Windows Explorer provides access to and views of a computer’s files, folders, drives, and network locations. Using Windows Explorer, you can access and configure network drives, folder sharing, file system security, and much more. In some environments, you might want to limit the available features in Windows Explorer and any related views or dialog boxes, such as My Computer and My Network Places, to enhance security and help maintain system integrity. Common scenarios you might want to implement include:
Hiding specified drives
Preventing access to drives
Removing CD-burning features
Removing the Security tab
Limiting the maximum allowable size for the Recycle Bin
The sections that follow examine these configuration options. Most of the related policies work with Windows 2000 or later, but there are some specific exceptions. Check the Explain Text to verify specific operating system support for each policy.
Tip
In addition to hiding or blocking access to drives, you can specifically prevent installation from any and all removable media sources. For details, see the "Preventing Installation from Floppy Disk, CD, DVD, and Other Removable Media" section in this chapter.
Hiding a drive removes the corresponding icon from Windows Explorer, My Computer, and other related views. The goal of hiding drives is to make it more difficult for users to get into areas of the computer they shouldn’t try to access. Hiding drives doesn’t prevent users from running any programs and doesn’t affect access to drives using file paths. Users can still run programs and open files on hidden drives, and they can still type file paths that include the hidden drives in the Run dialog box, at the command line, and elsewhere.
To use Group Policy to hide drives in Windows Explorer and related views, follow these steps:
Access the GPO you want to work with. Access User ConfigurationAdministrative TemplatesWindows ComponentsWindows Explorer.
Double-click Hide These Specified Drives In My Computer.
Select Enabled and then select which drives to hide (Figure 6-4). If you want to unhide all drives, select Do Not Restrict Drives.
Tip
Hide These Specified Drives In My Computer is designed with the following in mind: the A and B drives represent removable media drives, the C drive is the main system drive, and the D drive is a CD-ROM or DVD-ROM drive. If computers in the related site, domain, or OU have a different drive configuration, you must carefully select the appropriate drives to hide or specify that all drives should be hidden.
After you click OK, consider whether you want to also prevent access to drives. If you do, read the next section.
To improve computer security, the next step beyond hiding drives is to prevent access to the drives in Windows Explorer and related views. Similar to hiding drives, preventing access to drives doesn’t affect access to the drives or prevent running of programs. Users can still run programs and open files on restricted drives using applications (such as Microsoft Word). Unlike with hiding drives, however, users cannot type file paths that include the restricted drives in the Run dialog box or the Map Network Drive dialog box.

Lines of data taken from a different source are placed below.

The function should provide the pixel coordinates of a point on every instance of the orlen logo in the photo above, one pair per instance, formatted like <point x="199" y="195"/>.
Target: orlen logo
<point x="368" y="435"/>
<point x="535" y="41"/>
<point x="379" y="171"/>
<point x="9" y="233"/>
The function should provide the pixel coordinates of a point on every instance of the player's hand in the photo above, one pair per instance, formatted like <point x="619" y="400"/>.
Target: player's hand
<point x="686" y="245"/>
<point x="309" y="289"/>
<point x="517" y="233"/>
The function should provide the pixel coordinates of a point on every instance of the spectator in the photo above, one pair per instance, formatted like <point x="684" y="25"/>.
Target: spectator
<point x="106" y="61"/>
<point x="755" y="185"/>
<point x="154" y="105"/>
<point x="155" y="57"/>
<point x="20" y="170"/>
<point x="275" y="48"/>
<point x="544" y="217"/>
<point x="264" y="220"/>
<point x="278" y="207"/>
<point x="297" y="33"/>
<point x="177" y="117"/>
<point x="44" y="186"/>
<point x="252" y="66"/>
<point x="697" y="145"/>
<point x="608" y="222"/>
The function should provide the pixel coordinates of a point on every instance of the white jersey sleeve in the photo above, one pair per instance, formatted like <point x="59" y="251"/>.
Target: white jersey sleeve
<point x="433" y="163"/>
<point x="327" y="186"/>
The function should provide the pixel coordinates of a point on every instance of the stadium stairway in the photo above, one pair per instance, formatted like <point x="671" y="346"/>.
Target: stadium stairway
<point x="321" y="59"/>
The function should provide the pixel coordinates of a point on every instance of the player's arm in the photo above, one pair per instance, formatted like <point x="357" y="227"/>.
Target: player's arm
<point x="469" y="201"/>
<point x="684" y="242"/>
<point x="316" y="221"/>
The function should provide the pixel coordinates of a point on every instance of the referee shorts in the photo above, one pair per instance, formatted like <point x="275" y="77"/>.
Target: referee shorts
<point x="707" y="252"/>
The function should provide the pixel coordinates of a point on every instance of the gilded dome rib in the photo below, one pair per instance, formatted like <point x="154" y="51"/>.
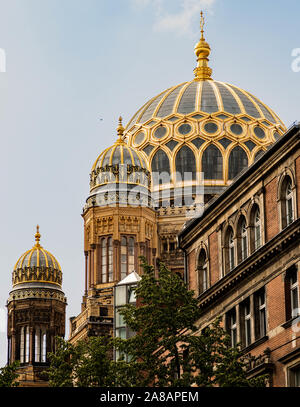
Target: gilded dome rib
<point x="218" y="95"/>
<point x="208" y="99"/>
<point x="178" y="99"/>
<point x="148" y="112"/>
<point x="188" y="99"/>
<point x="230" y="100"/>
<point x="165" y="107"/>
<point x="249" y="106"/>
<point x="198" y="95"/>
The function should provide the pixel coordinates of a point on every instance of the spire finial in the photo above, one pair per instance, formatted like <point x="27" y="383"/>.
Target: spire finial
<point x="202" y="50"/>
<point x="37" y="236"/>
<point x="202" y="22"/>
<point x="120" y="130"/>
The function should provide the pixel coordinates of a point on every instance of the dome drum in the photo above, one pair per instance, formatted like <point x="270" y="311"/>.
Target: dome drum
<point x="37" y="267"/>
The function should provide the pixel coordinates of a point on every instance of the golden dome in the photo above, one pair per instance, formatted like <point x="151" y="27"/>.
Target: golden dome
<point x="118" y="170"/>
<point x="120" y="154"/>
<point x="203" y="126"/>
<point x="37" y="265"/>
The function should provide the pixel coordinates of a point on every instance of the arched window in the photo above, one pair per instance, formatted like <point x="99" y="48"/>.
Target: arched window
<point x="287" y="202"/>
<point x="185" y="164"/>
<point x="40" y="345"/>
<point x="202" y="272"/>
<point x="24" y="344"/>
<point x="229" y="250"/>
<point x="255" y="229"/>
<point x="127" y="255"/>
<point x="106" y="260"/>
<point x="212" y="163"/>
<point x="237" y="162"/>
<point x="160" y="167"/>
<point x="242" y="239"/>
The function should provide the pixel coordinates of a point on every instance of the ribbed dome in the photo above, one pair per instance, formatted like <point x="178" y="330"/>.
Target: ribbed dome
<point x="205" y="97"/>
<point x="119" y="154"/>
<point x="119" y="175"/>
<point x="201" y="133"/>
<point x="37" y="265"/>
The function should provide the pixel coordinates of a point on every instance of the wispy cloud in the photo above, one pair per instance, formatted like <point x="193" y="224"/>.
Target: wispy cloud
<point x="180" y="22"/>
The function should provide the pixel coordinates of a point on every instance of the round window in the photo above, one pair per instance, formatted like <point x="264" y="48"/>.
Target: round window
<point x="211" y="127"/>
<point x="160" y="132"/>
<point x="139" y="138"/>
<point x="184" y="129"/>
<point x="259" y="132"/>
<point x="236" y="129"/>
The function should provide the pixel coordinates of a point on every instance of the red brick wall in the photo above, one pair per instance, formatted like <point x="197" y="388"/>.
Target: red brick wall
<point x="192" y="272"/>
<point x="213" y="258"/>
<point x="271" y="213"/>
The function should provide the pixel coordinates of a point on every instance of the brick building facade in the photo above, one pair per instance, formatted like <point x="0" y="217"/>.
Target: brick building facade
<point x="243" y="260"/>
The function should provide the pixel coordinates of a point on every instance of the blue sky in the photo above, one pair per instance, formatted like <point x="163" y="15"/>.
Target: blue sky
<point x="71" y="62"/>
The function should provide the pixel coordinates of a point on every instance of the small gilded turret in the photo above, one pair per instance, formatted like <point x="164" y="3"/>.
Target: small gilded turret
<point x="202" y="50"/>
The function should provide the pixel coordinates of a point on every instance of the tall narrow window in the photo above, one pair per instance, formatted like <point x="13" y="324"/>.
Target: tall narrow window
<point x="123" y="257"/>
<point x="292" y="293"/>
<point x="212" y="163"/>
<point x="27" y="342"/>
<point x="260" y="313"/>
<point x="43" y="345"/>
<point x="229" y="250"/>
<point x="289" y="203"/>
<point x="246" y="322"/>
<point x="104" y="260"/>
<point x="22" y="345"/>
<point x="37" y="345"/>
<point x="257" y="229"/>
<point x="106" y="249"/>
<point x="202" y="272"/>
<point x="237" y="162"/>
<point x="160" y="167"/>
<point x="130" y="255"/>
<point x="242" y="239"/>
<point x="185" y="163"/>
<point x="232" y="326"/>
<point x="110" y="259"/>
<point x="127" y="256"/>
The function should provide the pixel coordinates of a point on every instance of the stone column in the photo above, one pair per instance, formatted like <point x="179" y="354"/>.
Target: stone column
<point x="86" y="273"/>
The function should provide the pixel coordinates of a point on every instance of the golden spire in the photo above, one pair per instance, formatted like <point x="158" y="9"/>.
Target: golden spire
<point x="120" y="130"/>
<point x="202" y="50"/>
<point x="37" y="236"/>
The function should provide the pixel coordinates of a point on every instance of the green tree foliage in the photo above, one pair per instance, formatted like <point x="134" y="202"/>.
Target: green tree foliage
<point x="89" y="363"/>
<point x="167" y="349"/>
<point x="9" y="375"/>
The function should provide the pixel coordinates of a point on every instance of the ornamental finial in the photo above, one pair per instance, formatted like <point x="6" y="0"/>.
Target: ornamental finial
<point x="202" y="22"/>
<point x="120" y="130"/>
<point x="37" y="236"/>
<point x="202" y="50"/>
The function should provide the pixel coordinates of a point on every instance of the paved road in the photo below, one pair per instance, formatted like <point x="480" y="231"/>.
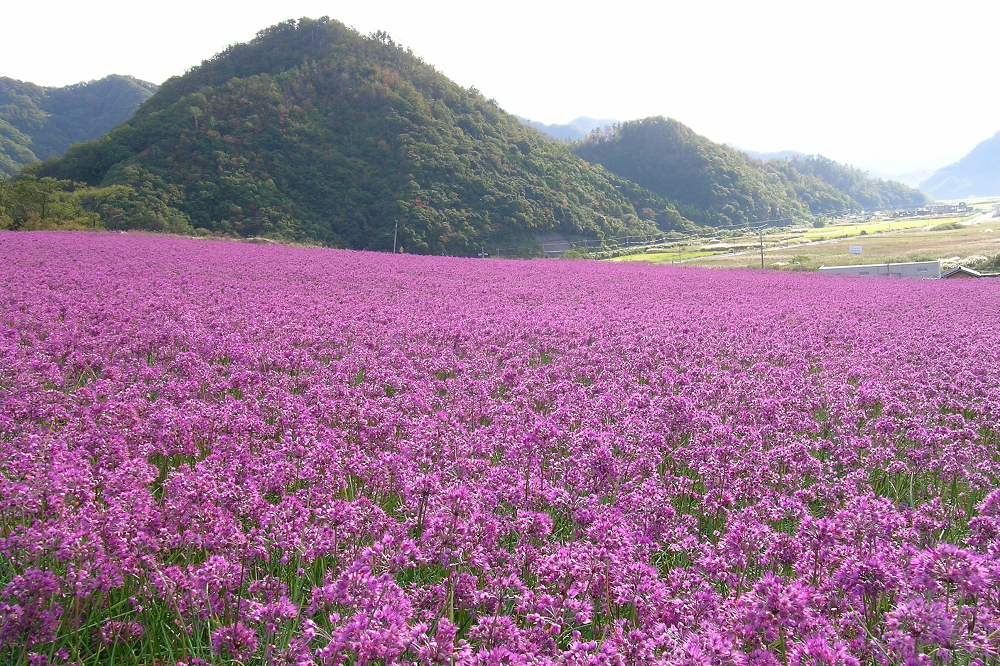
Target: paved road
<point x="976" y="220"/>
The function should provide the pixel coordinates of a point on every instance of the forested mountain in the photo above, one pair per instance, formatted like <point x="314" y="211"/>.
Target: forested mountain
<point x="575" y="130"/>
<point x="718" y="185"/>
<point x="37" y="123"/>
<point x="975" y="175"/>
<point x="312" y="131"/>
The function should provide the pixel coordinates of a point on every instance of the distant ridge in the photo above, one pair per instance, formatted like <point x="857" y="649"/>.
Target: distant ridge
<point x="37" y="123"/>
<point x="779" y="155"/>
<point x="718" y="185"/>
<point x="975" y="175"/>
<point x="575" y="130"/>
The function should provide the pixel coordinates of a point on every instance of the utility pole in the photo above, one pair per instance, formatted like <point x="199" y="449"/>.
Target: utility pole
<point x="761" y="249"/>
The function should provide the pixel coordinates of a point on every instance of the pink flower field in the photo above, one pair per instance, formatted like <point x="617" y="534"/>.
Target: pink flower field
<point x="215" y="452"/>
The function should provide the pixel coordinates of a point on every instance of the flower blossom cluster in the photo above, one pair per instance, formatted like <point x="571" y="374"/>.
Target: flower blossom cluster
<point x="214" y="452"/>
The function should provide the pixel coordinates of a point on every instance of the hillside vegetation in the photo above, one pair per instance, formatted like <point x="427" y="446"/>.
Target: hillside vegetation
<point x="975" y="175"/>
<point x="314" y="132"/>
<point x="37" y="122"/>
<point x="718" y="185"/>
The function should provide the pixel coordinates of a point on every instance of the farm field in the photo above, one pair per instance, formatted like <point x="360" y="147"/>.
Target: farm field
<point x="772" y="241"/>
<point x="920" y="244"/>
<point x="218" y="453"/>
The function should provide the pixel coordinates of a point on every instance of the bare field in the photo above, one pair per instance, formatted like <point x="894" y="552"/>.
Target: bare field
<point x="920" y="244"/>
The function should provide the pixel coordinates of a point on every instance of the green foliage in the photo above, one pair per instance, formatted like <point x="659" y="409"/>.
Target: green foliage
<point x="38" y="123"/>
<point x="870" y="193"/>
<point x="29" y="203"/>
<point x="975" y="175"/>
<point x="947" y="226"/>
<point x="314" y="132"/>
<point x="721" y="186"/>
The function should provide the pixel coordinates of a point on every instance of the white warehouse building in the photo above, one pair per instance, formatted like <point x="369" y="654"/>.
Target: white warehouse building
<point x="915" y="269"/>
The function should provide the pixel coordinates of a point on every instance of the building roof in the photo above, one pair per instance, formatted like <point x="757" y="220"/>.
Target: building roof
<point x="961" y="270"/>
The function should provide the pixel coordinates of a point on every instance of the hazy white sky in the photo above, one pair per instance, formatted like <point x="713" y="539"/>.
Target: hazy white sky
<point x="901" y="84"/>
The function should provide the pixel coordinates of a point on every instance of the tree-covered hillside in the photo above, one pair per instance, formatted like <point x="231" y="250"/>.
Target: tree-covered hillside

Further, even though users can browse the directory structure of restricted drives, they cannot open folders and access their contents. With this in mind, if you want to ensure that users cannot browse or access a drive, you should both hide and prevent access to a drive.
One of the most common scenarios in which you might want to prevent access to drives is when the A and B drives on computers are used in labs, kiosks, or sensitive areas within your organization. By preventing access to these drives, you block access to one of the easiest ways for users to create copies of files and take the files out of the office on floppy disk or other removable media configured for use with the A and B drives.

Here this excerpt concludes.